Context
FitStream, a consumer fitness app, wants to test a redesigned onboarding flow that asks users for goals and preferred workout times before showing the home screen. The growth team believes the extra personalization step will improve downstream activation, but it may also add friction and reduce immediate signup completion.
Hypothesis Seed
The proposed change is expected to increase the share of new users who become meaningfully activated in their first week, even if it slightly lowers top-of-funnel completion.
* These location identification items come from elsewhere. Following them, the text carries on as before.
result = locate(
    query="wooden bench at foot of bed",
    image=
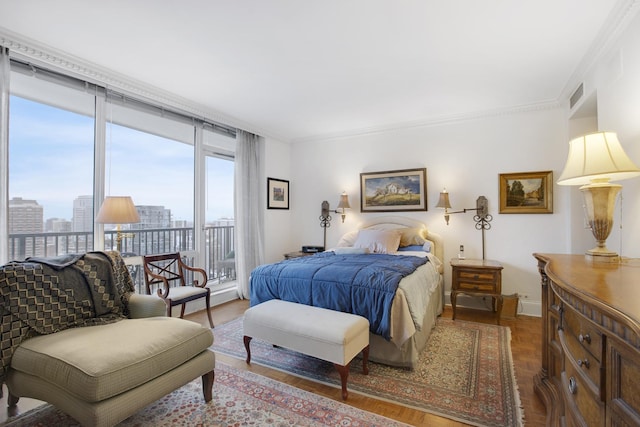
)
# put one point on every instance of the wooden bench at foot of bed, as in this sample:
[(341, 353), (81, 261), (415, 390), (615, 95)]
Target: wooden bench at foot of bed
[(325, 334)]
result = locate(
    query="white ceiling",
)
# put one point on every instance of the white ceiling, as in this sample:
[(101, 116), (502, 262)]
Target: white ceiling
[(302, 69)]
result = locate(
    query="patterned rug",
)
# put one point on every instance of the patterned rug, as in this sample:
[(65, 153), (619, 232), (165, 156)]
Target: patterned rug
[(240, 398), (466, 372)]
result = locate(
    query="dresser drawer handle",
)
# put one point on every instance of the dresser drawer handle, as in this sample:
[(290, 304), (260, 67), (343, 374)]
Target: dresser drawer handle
[(573, 386), (584, 363)]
Your task is to decide what the right primary metric should be and design the experiment so the company can make a launch decision with confidence.
Constraints
- Eligible traffic: 120,000 new signup starts per day
- 85% of traffic is mobile app, 15% web
- Maximum experiment duration: 21 days
- Team wants a decision within one product cycle; delaying a good change is costly, but shipping a false positive that hurts retention is more costly
- Historical baselines for new users:
- Signup completion rate: 62%
- Day-1 activation rate: 28%
- Day-7 retained-and-activated rate: 12%
- 7-day subscription trial start rate: 6%
- Engineering can support either user-level randomization or session-level randomization
Deliverables
- Define the hypothesis and choose the single best primary metric for this growth experiment, explaining why it is better than plausible alternatives such as signup completion or trial start rate.
- Specify 2-4 guardrail metrics, an explicit MDE, and calculate the required sample size and expected runtime using the available traffic.
- Choose the unit of randomization, allocation, duration, and any stratification needed across platform or geography.
- Pre-register the analysis plan: statistical test, peeking policy, treatment of secondary metrics, and how you will handle sample ratio mismatch or instrumentation issues.
- State a clear ship / don’t-ship / iterate rule that respects guardrails and practical significance, not just statistical significance.